31 Nights of Scary Movies: "Disney's Halloween Treat"


 Next up in the film project, I watched something that has a special place in my heart— and is likely a very large part of why I am writing this blog here now. “Disney’s Halloween Treat” was a 1982 Halloween episode of Walt Disney, that went on to be updated and broadcast throughout the 1980s and into the 1990s. The special features some of Disney’s most classic and Halloween appropriate clips— and watching it again, as always, takes me right back to being a child at Halloween. 
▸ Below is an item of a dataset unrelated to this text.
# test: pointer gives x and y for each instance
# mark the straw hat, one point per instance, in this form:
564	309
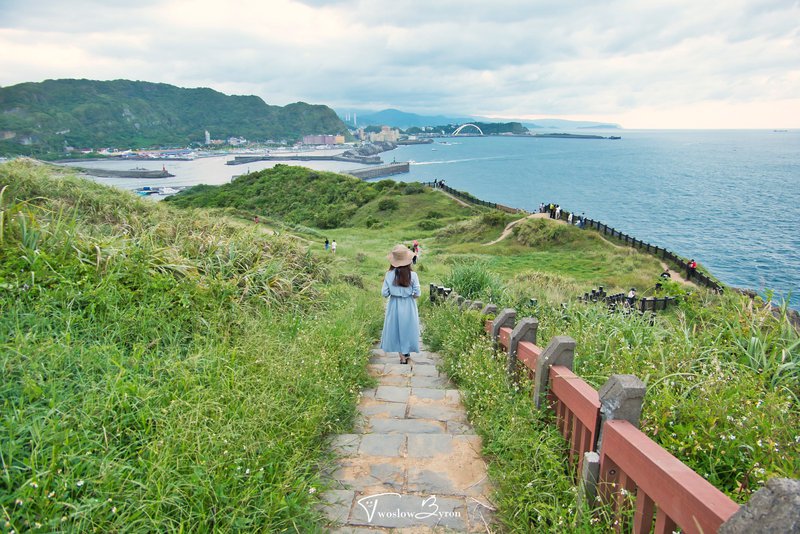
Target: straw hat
399	256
 The special is anchored by a terrific theme song s a child of the 1980s, “Disney’s Halloween Treat” was such a major event in my Halloween life. One of the first Halloween specials I saw and remember, the timeless, classic, beautiful images that it put in front of captive audiences of kids every year captured the imaginations of generations, and will go on to do so. The segments from the Haunted Mansion, paired with the Queen from Snow White becoming the Witch, alongside the immortal “Night on Bald Mountain,” are so direct, and so perfect; and so Halloween. “Bald Mountain,” especially, says so much about the appeal of Halloween; one night a year, when the dark forces release ghost and goblins from their tombs to dance and celebrate the ending of the year, observing the harvest festivals of death: that is the absolute very essence of Halloween.
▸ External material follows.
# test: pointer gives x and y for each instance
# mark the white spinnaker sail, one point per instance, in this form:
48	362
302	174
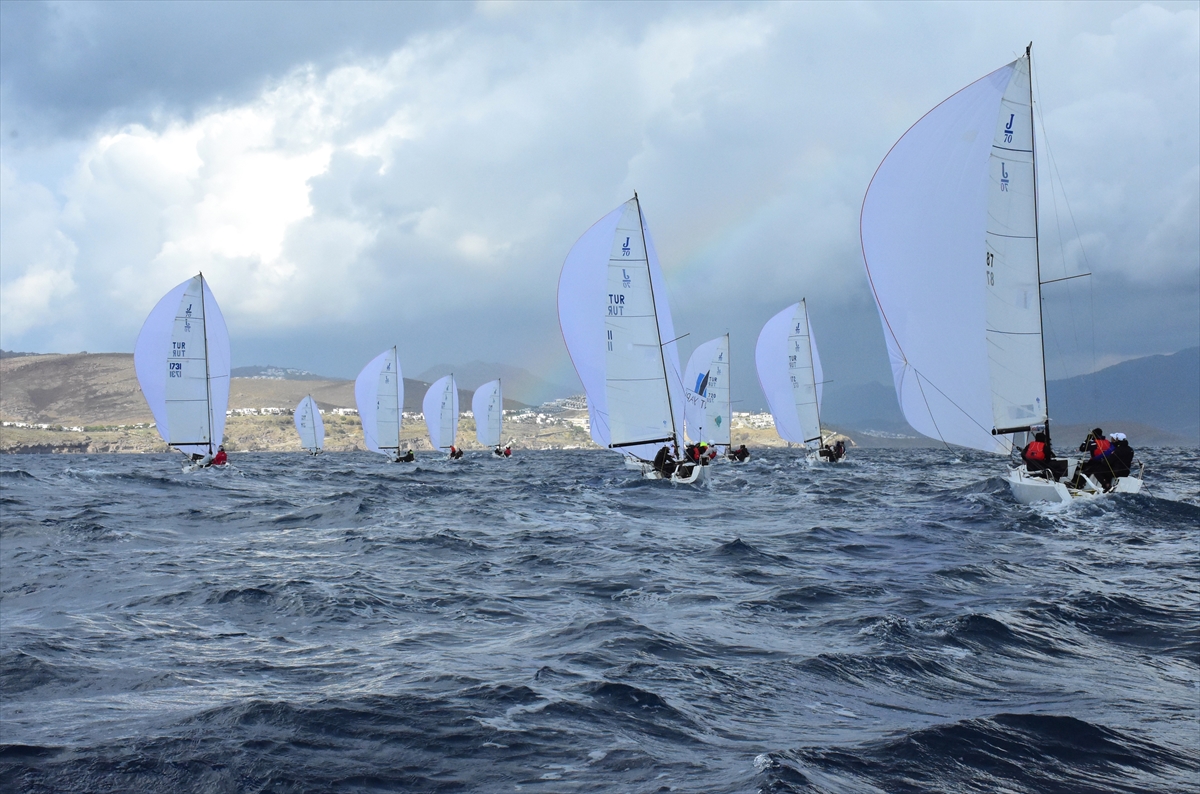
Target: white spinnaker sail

 The special was, according to the Internet, updated and changed over the years it aired. First narrated by a pumpkin, and later the Mirror from Snow White, the segments appear to have changed and been shuffled around. Some remember the sequence with Donald and his nephews and the witch Witch Hazel as the final act; other’s the conclusion of 1949’s Bing Crosby sung “The Legend of Sleepy Hollow.”



 While it many years ago was released on VHS, “Disney’s Halloween Treat” is one of the very few Disney programs that are not available on the mammoth streaming service Disney +. And people online only speculate why. Having watched the version available on Youtube for (at least) the last ten years, I was excited when I first got Disney + to be able to see a properly restored version of the show; still, I am waiting for that. Be they copyright concerns, or the fact it was one episode of weekly programming released over the years, Disney doesn’t seem to be aware of the nostalgia filled audience that is just waiting to watch this somewhere other than Youtube.
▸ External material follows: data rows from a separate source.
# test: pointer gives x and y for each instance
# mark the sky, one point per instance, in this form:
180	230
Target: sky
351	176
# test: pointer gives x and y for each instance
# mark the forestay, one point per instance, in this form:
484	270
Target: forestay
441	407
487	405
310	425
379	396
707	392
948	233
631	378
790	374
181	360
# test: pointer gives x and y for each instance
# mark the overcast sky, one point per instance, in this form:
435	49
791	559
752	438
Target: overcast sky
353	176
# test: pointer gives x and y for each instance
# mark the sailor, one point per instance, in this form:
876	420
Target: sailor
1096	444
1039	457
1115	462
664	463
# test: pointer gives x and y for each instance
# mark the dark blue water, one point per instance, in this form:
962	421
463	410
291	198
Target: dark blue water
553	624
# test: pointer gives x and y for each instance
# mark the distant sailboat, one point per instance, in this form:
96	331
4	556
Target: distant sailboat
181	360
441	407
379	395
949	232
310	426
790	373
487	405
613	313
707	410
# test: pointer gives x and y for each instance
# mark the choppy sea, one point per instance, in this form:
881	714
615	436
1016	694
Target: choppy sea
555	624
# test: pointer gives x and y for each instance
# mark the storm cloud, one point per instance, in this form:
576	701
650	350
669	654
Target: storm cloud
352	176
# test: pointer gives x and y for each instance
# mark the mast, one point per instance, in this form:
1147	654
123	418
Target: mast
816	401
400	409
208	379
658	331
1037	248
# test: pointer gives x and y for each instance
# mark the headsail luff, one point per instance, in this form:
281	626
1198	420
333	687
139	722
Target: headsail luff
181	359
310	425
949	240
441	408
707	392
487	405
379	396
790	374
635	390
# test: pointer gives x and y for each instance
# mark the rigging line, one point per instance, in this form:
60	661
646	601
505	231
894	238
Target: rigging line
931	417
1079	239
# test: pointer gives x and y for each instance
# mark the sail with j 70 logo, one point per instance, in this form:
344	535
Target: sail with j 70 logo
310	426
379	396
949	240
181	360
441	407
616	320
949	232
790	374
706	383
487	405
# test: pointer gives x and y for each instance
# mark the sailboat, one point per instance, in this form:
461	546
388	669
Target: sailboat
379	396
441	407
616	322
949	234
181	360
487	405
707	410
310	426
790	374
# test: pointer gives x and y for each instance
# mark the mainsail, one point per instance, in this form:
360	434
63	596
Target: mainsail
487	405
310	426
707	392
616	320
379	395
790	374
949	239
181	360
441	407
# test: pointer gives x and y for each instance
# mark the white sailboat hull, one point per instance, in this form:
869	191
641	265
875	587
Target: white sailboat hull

 Maybe children of today won’t appreciate the wise-cracking Mirror, the talking pumpkin, and the animation that goes back further into history every year. Maybe today’s kids will have their own specials they yearn to watch again in 50 years. But I think just maybe the audiences of today, who have never seen these clips paired with the theme song that is to me and so many others of my generation quintessentially Halloween—maybe they would have their haunted hearts kindled for Halloween by “Disney’s Halloween Treat,” too.